The Constitution mandates that any person under any form of investigation has the right to remain silent, and any confession obtained from a witness in violation of his right to remain silent is inadmissible in evidence.

Therefore, unless an actual criminal case has been filed in court against him, a person being interrogated during any investigation cannot be locked up in jail, or threatened with incarceration, simply because he refuses to answer questions.

Coercing a witness to answer questions under pain of getting incarcerated and similar threats is akin to extracting a confession from a prisoner by using mental torture.

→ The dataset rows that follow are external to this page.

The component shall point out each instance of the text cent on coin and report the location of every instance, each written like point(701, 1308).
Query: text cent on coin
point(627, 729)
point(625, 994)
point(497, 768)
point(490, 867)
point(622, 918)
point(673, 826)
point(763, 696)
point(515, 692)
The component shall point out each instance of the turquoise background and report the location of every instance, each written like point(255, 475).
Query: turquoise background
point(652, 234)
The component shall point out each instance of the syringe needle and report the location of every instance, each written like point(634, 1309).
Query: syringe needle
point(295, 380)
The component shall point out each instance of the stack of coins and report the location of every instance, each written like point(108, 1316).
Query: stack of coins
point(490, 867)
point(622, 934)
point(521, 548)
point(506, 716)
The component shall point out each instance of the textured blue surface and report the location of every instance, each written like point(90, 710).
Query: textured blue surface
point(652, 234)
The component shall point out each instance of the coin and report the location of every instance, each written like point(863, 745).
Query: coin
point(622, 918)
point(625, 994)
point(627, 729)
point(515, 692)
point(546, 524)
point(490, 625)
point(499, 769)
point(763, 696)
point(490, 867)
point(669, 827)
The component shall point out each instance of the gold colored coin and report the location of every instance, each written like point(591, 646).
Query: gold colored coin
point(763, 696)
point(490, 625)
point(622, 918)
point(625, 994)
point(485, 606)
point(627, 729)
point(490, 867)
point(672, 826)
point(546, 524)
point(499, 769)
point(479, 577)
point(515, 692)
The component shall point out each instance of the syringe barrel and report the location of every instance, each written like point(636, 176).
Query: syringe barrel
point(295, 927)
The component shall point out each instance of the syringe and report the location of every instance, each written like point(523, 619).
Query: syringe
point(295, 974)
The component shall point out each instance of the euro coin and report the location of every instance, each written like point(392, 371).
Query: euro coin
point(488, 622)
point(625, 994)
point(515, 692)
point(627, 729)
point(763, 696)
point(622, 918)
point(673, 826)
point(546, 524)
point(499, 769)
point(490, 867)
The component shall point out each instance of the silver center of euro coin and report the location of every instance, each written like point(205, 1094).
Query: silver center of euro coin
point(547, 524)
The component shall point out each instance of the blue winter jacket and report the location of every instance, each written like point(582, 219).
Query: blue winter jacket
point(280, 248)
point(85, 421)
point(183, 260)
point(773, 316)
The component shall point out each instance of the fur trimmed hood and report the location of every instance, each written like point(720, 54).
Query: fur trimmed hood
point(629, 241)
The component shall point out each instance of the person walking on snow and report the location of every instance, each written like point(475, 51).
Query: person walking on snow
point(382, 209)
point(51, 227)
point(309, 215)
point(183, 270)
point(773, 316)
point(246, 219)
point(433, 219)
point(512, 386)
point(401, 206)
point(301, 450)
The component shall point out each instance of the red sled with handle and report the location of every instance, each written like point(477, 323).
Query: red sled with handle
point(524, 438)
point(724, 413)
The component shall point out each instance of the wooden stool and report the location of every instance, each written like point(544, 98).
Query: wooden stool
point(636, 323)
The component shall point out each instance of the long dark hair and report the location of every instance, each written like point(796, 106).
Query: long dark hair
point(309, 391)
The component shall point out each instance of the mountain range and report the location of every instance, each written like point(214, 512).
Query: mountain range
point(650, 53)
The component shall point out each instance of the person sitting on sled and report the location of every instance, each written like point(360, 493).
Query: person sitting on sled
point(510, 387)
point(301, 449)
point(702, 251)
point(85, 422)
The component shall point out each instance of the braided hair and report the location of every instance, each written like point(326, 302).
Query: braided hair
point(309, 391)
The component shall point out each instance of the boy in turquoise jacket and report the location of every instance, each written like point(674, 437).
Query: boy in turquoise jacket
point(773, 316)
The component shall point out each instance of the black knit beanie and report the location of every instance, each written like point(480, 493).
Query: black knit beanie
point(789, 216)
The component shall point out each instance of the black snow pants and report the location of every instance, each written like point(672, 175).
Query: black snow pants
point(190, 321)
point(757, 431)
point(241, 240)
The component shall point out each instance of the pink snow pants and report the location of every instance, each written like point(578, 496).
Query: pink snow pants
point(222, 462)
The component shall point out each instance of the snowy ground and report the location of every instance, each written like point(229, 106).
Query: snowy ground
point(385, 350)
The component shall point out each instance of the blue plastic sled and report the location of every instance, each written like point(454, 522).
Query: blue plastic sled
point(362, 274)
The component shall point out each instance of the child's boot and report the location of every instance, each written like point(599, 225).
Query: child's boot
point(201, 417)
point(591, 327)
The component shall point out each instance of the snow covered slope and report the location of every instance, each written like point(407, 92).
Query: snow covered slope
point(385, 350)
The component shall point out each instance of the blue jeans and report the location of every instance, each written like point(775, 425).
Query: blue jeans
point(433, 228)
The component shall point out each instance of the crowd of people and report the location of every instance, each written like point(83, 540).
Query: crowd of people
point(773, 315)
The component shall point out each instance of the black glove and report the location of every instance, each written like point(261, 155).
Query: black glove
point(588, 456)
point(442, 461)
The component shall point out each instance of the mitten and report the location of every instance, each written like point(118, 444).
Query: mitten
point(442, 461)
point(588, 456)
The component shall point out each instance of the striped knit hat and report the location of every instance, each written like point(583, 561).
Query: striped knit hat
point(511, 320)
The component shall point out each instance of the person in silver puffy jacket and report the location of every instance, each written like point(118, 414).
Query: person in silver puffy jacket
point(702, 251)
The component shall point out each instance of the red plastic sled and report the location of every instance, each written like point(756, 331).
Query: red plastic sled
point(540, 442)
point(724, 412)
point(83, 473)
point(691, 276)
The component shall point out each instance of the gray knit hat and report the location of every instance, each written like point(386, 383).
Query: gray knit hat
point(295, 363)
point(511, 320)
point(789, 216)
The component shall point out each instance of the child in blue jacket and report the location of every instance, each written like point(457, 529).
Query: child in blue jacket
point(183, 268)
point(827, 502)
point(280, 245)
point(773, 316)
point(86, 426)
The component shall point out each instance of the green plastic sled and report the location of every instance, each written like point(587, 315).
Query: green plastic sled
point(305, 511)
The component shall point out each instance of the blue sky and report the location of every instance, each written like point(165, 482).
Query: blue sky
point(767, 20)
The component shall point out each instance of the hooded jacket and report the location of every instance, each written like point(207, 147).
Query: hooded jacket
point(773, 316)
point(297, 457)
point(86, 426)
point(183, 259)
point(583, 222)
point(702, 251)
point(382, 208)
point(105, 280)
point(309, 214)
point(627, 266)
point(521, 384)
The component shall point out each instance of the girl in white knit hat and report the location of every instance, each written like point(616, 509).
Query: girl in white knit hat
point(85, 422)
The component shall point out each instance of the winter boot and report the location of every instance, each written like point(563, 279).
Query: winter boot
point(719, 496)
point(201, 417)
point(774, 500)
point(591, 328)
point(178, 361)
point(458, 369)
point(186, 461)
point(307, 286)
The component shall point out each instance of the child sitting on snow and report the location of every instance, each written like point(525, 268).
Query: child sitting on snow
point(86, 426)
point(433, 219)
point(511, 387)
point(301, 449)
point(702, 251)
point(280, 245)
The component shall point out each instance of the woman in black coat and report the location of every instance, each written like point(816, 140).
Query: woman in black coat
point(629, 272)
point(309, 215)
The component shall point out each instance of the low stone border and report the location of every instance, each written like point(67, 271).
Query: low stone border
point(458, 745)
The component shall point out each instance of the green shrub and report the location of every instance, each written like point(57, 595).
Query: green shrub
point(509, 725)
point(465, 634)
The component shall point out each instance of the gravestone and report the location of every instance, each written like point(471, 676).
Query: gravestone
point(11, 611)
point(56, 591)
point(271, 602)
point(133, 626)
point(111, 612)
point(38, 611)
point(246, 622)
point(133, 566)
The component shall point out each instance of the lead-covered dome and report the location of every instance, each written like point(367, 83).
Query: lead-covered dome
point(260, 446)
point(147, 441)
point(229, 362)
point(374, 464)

In criminal trials, a witness cannot be asked leading or loaded questions, or be subjected to badgering. Arguing with a witness, even if the witness is the accused himself, is not allowed. Protracted questioning is not permissible.

Contempt of court is punished with a fine imposed by the court. In rare instances, contempt of court is punished by outright detention, but only for manifest disrespect for the court, and not because a witness refuses to answer questions.

From the way the Senate investigation was conducted, the senators bullied their witnesses, Pharmally director Linconn Ong in particular, to get the “confessions” they badly wanted to hear, but in violation of the rights of the witnesses.

The senators asked leading questions, argued with the witnesses, and promised “leniency” if the witnesses cooperated.

They also threatened the witnesses with outright imprisonment either at the Pasay City Jail or at the national penitentiary in Muntinlupa if they refused to answer questions.

The Senate investigation lasted for several hours, and the witnesses were obviously intimidated for most of the time. Even if some of the witnesses manifested, either expressly or tacitly, that they were already very exhausted by the prolonged questioning, their plea was practically ignored by the bullies.

In the end, the senators were finally able to extract, through threats and intimidation, whatever answers they desperately wanted to hear from witnesses who felt absolutely helpless during the so-called investigation they were subjected to.

What took place in that Senate investigation was nowhere near “in aid of legislation.” It was plain and simple bullying precisely because it was conducted in violation of the rights of the witnesses.
Even if the rules of the Senate allow that type of investigation, those rules are unconstitutional.

As lawyers, the bullies Drilon, Pangilinan, Lacson and Gordon ought to know that what they did is unconstitutional, and that whatever “confessions” they extracted from the witnesses are legally worthless.

Like their colleague Hontiveros, the Drilon-Pangilinan-Lacson-Gordon gang forgot what the Constitution provides.